Thousands didn't leave New Orleans because they couldn't leave. They didn't have the money. They didn't have the vehicles. They didn't have any place to go. They are the poor, black and white, who dwell in any city in great numbers; and they did what they felt they could do - they huddled together in the strongest houses they could find. There was no way to up and leave and check into the nearest Ramada Inn.

What's more, thousands more who could have left stayed behind to help others. They went out in the helicopters and pulled the survivors off rooftops; they went through the flooded streets in their boats trying to gather those they could find. Meanwhile, city officials tried desperately to alleviate the worsening conditions in the Superdome, while makeshift shelters and hotels and hospitals struggled.

And where was everyone else during all this? Oh, help is coming, New Orleans was told. We are a rich country. Congress is acting. Someone will come to stop the looting and care for the refugees.

And it's true: eventually, help did come. But how many times did Gov. Kathleen Blanco have to say that the situation was desperate? How many times did Mayor Ray Nagin have to call for aid? Why did America ask a city cherished by millions and excoriated by some, but ignored by no one, to fight for its own life for so long? That's my question.

I know that New Orleans will win its fight in the end. I was born in the city and lived there for many years. It shaped who and what I am. Never have I experienced a place where people knew more about love, about family, about loyalty and about getting along than the people of New Orleans. It is perhaps their very gentleness that gives them their endurance.

They will rebuild as they have after storms of the past; and they will stay in New Orleans because it is where they have always lived, where their mothers and their fathers lived, where their churches were built by their ancestors, where their family graves carry names that go back 200 years.
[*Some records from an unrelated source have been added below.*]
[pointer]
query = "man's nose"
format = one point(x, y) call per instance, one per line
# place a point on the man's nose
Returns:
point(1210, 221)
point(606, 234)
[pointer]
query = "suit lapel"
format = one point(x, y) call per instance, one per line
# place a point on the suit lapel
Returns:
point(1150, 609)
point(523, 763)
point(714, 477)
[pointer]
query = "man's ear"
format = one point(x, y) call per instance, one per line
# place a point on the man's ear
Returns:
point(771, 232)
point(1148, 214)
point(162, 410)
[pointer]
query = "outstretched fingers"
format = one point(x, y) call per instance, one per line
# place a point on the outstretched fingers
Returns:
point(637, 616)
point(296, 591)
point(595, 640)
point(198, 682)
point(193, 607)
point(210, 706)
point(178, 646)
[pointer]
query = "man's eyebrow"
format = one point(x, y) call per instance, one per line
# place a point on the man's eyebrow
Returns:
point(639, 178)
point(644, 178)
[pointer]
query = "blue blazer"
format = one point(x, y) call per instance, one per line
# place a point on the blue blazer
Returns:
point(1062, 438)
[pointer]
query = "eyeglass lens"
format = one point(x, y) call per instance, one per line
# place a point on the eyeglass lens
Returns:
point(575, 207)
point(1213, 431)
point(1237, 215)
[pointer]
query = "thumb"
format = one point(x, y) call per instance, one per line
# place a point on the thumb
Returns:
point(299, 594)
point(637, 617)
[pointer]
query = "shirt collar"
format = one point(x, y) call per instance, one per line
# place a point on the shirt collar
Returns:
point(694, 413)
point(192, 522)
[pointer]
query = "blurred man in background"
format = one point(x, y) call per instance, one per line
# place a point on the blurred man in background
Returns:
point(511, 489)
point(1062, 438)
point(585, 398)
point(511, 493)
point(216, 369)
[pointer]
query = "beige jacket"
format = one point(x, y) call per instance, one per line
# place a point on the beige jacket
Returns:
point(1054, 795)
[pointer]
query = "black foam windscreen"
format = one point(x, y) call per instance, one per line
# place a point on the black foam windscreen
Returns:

They will stay in New Orleans where they can enjoy a sweetness of family life that other communities lost long ago.

But to my country I want to say this: During this crisis you failed us. You looked down on us; you dismissed our victims; you dismissed us. You want our Jazz Fest, you want our Mardi Gras, you want our cooking and our music. Then when you saw us in real trouble, when you saw a tiny minority preying on the weak among us, you called us "Sin City," and turned your backs.

Well, we are a lot more than all that. And though we may seem the most exotic, the most atmospheric and, at times, the most downtrodden part of this land, we are still part of it. We are Americans. We are you.